Denmark bahkan unggul lebih dulu via sepakan bebas Mikkel Daamsgard pada menit 30. Beruntung bagi Inggris, mereka menyamakan kedudukan setelah Simon Kjaer membuat gol bunuh diri sembilan menit berselang.

Skor 1-1 ini pun bertahan hingga waktu normal 90 menit berakhir. Di masa perpanjangan waktu, Inggris Kembali mengambil inisiatif serangan.
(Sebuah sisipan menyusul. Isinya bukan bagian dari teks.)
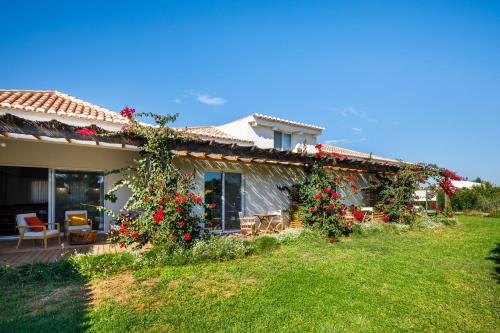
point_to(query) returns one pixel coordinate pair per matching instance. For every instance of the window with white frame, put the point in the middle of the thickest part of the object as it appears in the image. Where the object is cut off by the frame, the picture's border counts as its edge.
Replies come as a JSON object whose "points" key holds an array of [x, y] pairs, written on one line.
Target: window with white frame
{"points": [[282, 141]]}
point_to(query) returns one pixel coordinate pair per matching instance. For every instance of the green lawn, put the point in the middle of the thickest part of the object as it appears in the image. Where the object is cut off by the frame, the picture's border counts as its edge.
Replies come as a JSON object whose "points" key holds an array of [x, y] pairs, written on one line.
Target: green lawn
{"points": [[442, 280]]}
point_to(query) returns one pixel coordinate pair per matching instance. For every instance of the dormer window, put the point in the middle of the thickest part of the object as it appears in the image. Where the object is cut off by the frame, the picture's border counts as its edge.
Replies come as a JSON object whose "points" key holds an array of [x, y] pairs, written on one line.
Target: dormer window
{"points": [[282, 141]]}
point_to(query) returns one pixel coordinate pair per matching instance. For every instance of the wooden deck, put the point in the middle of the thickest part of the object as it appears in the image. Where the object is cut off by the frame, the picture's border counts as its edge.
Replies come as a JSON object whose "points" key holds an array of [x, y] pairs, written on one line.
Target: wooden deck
{"points": [[31, 251]]}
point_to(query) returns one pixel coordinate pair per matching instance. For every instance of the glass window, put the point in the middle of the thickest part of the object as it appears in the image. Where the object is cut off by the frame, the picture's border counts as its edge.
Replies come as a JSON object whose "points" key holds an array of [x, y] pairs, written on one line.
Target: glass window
{"points": [[77, 190], [22, 190], [213, 195], [232, 200], [278, 144], [287, 141]]}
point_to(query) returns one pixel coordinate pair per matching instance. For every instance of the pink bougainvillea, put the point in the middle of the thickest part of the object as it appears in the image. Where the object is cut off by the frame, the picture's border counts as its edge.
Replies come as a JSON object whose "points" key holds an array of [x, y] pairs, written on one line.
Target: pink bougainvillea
{"points": [[86, 131]]}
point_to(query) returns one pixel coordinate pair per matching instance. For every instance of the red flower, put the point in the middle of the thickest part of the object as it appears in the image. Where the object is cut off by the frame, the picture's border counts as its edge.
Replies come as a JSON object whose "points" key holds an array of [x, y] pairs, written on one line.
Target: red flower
{"points": [[337, 155], [358, 215], [86, 131], [127, 112], [158, 216]]}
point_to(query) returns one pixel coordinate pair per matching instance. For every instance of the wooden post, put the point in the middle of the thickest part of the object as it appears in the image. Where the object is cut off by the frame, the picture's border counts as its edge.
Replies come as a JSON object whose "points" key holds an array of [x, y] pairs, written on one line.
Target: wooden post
{"points": [[446, 201]]}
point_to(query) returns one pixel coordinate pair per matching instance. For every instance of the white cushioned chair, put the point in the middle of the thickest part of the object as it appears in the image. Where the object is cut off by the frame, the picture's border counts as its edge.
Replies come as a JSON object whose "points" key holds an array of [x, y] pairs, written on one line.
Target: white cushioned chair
{"points": [[26, 232], [68, 227]]}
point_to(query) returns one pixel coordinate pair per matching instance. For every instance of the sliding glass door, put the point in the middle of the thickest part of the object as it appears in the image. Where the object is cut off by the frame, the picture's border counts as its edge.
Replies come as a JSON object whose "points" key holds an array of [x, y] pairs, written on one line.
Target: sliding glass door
{"points": [[232, 200], [79, 190], [22, 190], [224, 190]]}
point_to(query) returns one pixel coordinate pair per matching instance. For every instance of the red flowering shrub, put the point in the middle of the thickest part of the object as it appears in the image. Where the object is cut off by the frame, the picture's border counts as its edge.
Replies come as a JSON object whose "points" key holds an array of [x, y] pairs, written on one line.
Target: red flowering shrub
{"points": [[127, 112], [86, 131], [162, 209]]}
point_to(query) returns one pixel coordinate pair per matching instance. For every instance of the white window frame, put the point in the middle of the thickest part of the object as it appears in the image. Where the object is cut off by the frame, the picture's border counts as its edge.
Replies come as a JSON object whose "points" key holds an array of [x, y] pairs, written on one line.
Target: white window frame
{"points": [[283, 140]]}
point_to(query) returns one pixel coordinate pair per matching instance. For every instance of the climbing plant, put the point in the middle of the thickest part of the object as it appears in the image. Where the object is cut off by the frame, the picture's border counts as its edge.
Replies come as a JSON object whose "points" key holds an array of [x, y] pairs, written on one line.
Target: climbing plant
{"points": [[321, 195], [161, 208], [398, 191]]}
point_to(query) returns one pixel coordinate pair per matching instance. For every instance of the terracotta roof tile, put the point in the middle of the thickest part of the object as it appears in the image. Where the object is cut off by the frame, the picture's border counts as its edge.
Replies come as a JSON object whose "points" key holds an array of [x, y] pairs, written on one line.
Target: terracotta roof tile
{"points": [[211, 132], [55, 102], [353, 153]]}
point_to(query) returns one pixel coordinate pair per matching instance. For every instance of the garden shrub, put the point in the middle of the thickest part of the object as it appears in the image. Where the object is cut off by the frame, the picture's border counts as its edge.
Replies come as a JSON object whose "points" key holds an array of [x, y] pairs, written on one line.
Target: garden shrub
{"points": [[98, 266], [265, 244], [39, 273], [221, 248]]}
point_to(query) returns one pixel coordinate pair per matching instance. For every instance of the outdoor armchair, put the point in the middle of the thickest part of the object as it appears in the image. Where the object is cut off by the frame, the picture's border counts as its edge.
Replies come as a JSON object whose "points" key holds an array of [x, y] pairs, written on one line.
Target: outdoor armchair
{"points": [[26, 230]]}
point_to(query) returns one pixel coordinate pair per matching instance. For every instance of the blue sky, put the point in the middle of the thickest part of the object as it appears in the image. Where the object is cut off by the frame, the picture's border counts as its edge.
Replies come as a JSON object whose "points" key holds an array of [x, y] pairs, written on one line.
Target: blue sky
{"points": [[413, 80]]}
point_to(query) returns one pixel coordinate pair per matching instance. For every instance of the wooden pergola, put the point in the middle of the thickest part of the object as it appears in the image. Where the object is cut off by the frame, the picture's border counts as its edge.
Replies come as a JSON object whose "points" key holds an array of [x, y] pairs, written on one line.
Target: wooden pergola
{"points": [[11, 125]]}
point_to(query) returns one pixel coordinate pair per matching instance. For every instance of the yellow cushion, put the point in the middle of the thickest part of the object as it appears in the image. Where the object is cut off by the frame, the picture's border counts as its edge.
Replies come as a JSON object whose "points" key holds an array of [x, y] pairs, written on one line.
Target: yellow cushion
{"points": [[77, 219]]}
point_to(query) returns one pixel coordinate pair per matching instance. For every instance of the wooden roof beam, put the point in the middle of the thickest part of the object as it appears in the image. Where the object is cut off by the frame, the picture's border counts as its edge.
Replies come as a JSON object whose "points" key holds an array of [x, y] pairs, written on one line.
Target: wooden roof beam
{"points": [[245, 159], [215, 156], [198, 155]]}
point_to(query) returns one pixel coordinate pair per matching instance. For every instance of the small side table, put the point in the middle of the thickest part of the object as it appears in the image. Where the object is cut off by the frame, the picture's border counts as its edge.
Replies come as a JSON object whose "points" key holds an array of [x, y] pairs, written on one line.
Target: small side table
{"points": [[82, 237]]}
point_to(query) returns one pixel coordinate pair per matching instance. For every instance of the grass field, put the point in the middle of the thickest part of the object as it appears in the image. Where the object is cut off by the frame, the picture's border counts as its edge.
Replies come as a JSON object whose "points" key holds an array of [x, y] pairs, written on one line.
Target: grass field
{"points": [[420, 281]]}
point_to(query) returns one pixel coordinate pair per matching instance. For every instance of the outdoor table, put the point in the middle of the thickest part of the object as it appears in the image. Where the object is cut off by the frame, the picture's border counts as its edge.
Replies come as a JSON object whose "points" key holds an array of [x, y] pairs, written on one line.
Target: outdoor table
{"points": [[266, 218]]}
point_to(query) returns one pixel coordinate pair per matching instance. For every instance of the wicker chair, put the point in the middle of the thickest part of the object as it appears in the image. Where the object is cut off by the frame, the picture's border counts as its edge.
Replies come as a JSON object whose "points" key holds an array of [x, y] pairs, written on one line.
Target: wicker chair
{"points": [[25, 231], [67, 225], [248, 224]]}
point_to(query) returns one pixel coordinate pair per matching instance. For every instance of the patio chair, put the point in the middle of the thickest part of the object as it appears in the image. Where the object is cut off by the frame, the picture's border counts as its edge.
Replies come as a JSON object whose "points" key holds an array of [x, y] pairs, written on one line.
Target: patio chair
{"points": [[76, 220], [368, 214], [278, 223], [26, 231], [248, 224]]}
Baca Juga  Nyusahin Rakyat, Gedung DPR dan Isinya Dijual Murah. Mulai dari Rp 5.000

Di menit 102, Raheem Sterling yang melakukan manuver di sisi kiri pertahanan Denmark, kemudian terjatuh di area kotak penalti. Wasit Danny Makkelie yang memimpin pertandingan tanpa ragu menunjuk titik putih.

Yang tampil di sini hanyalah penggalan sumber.